The darkness of the mess hall welcomed Percy as he walked into the large room. To the right was the kitchen area, and to the left was a small stage. The tables in the middle of the room had been cleared and set against the walls, leaving the middle of the room wide open. A single light framed the center, illuminating the wooden floorboards, and the blonde hair of Jason, who stood in the center of the light, his back to Percy.

“Jas-” Percy tried, but he cut himself off as Jason turned to him. There was something off about the way Jason looked at him, almost as if he was looking through him, but he walked forwards anyways.

“Hey, what’s going on here?” He asked, lightly placing a hand on Jason’s arm. He tried to hold eye contact with him, but it was hard when Jason was looking at him like that.

Jason held out his hand in front of him, revealing the silver coin that rested in his palm.

“It’s heads again.” He said. He put the coin into his pocket.

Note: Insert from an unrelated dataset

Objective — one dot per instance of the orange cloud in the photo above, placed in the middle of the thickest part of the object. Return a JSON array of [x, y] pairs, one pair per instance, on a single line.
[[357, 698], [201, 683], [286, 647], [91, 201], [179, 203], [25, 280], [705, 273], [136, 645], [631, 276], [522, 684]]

“What?” Percy asked, confused why they were talking about coins again. The creepy kids from before had played that game nonstop, and each time it had seemed to disturb Jason on a level that Percy didn’t have any reasoning for.

“It’s always heads. It’ll always be heads, you can’t stop it no matter how many times you try.”

“I’m not- I’m not sure what you’re talking about here. Who’s trying to stop what?”

Jason shook his head.

“You don’t get it yet, but you will. I’m trying to tell you something here. Can you listen?” He said, and the way he emphasized the last words made Percy pay attention.

“Sure, yeah. Whatever you need to say, you can tell me. I’m listening.” Percy said.


Percy jerked back, pulling himself away from Jason as if he had burned him. He continued walking backwards, back towards the main doors, not sure where he was going on why he was having such a visceral reaction. Jason wanted him to stop? Stop what?

Even without knowing what that something was, Percy’s entire being rebelled against the simple command, and he pushed against the doors, desperate to flee the scene. The doors did not budge. He tried them again, pushing against the bar with all his might but he was stuck. He peered out the small window on the door, trying to see if anyone was around to help him, but the night outside was pitch black, much darker than it had been just a few moments ago when he had walked into the mess hall.

He walked back to the center of the room, and back to Jason.

“The door won’t open. I think something’s wrong.”

“Something has been wrong for a lot longer than you realize. You just didn’t want to pay attention.” Jason said, his tone harsh.

“Then tell me! How am I supposed to know what you’re talking about if you keep being vague about it?” Percy said, and Jason gripped him by the shoulders. Percy braced himself for… something, anything, some kind of answer to his questions, but Jason remained silent. The only thing that changed was the slight crackle of one of the overhead speakers fizzing to life as a quiet song started playing.

It was the song that had played in the song, the song that had played in the club, although Percy didn’t really remember what club that was. He just had a vague memory of green and blue lights, a throng of people pushing against him as the song blared. The sound of waves softly faded in the background as the lead singer tried to reject their feelings for someone.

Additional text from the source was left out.